IBM's Data Science Periodic Table, Mapped and Examined
Aaron Baughman's data science periodic table organizes ETL, drift, PCA, and more into one framework. Here's what it gets right—and what it quietly leaves out.
Written by AI. Yuki Okonkwo

Photo: AI. Ondine Ferretti
The term that broke me, personally, was drift.
Not conceptually hard. The idea—that a model trained on old data starts performing worse on new data—is almost intuitive once someone explains it. But for a long time, I kept encountering it in job listings and Slack threads and vendor decks without anyone stopping to say: here's where this fits, here's why it matters, here's what you'd actually do about it. It just floated there, context-free, as if everyone had received a memo I hadn't.
That's the experience IBM's Aaron Baughman is trying to solve with his data science periodic table, presented in a recent IBM Technology video. The premise: take the sprawling vocabulary of data science—ETL, cross-validation, PCA, clustering, Bayesian models, synthetic data—and organize it into a grid where position means something.

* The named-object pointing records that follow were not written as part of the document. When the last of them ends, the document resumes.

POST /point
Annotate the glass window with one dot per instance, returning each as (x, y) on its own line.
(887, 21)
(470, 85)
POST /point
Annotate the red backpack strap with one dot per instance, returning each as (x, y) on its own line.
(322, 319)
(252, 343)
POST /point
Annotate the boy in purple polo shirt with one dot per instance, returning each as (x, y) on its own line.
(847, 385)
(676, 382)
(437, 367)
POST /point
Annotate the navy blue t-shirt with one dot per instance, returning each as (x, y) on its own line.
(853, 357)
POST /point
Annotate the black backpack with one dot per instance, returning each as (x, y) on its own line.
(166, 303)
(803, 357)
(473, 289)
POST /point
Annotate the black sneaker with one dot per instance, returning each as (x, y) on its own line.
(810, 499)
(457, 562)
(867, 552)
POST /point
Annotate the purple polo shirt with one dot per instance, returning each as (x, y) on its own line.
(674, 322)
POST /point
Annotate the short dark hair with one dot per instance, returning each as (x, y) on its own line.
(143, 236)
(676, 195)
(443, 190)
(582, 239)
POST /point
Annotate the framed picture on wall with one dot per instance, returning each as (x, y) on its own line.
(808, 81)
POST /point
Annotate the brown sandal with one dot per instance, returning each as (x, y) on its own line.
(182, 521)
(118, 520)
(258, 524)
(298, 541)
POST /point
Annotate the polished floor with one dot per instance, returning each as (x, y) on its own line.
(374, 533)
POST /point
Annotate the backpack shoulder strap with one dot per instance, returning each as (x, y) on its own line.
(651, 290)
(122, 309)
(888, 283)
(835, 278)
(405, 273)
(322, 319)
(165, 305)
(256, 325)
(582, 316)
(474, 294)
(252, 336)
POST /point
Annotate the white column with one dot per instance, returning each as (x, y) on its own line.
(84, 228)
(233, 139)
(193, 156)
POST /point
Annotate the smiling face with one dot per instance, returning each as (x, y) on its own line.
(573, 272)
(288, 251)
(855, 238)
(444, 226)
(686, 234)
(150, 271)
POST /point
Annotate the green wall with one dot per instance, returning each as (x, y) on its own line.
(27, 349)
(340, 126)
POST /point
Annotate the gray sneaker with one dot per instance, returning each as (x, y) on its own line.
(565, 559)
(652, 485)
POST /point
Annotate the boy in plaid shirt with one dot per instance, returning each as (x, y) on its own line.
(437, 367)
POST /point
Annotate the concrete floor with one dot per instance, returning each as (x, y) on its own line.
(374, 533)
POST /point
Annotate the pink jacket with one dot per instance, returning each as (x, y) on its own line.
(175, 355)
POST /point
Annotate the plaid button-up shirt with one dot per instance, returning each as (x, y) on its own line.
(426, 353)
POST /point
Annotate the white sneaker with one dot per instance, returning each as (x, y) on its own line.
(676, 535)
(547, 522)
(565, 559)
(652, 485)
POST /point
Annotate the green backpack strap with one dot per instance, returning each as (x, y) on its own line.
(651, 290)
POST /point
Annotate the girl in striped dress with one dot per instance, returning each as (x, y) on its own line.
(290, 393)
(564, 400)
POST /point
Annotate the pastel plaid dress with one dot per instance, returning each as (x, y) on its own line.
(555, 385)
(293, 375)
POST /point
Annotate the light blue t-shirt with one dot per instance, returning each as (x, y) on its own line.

Rows track where data is in its maturity arc, from raw to validated insights. Columns track what kind of analytical activity is happening, from acquisition through evaluation. Each cell is a technique that lives at the intersection.
It's a tidy idea. The question—and I mean this as a genuine question, not a rhetorical setup—is whether it's useful tidy or false tidy.
The analogy does real work here
Baughman leans on chemistry as his organizing metaphor, and it's worth taking seriously for a second before deciding if it holds. In the original periodic table, rows (periods) track electron shells, and columns (groups) track valence electrons—the ones that determine how reactive an element is and what it'll bond with. The structure isn't decorative. It predicts behavior.
Baughman's version is explicitly not that. He says as much upfront: "There really is no official data science periodic table. This is my take on what the structure could look like." That disclaimer is doing a lot of load-bearing work. Because the chemistry periodic table doesn't just organize knowledge—it generates new knowledge. Mendeleev predicted the existence of undiscovered elements based on gaps in his table. The structure had explanatory power beyond what anyone had already catalogued.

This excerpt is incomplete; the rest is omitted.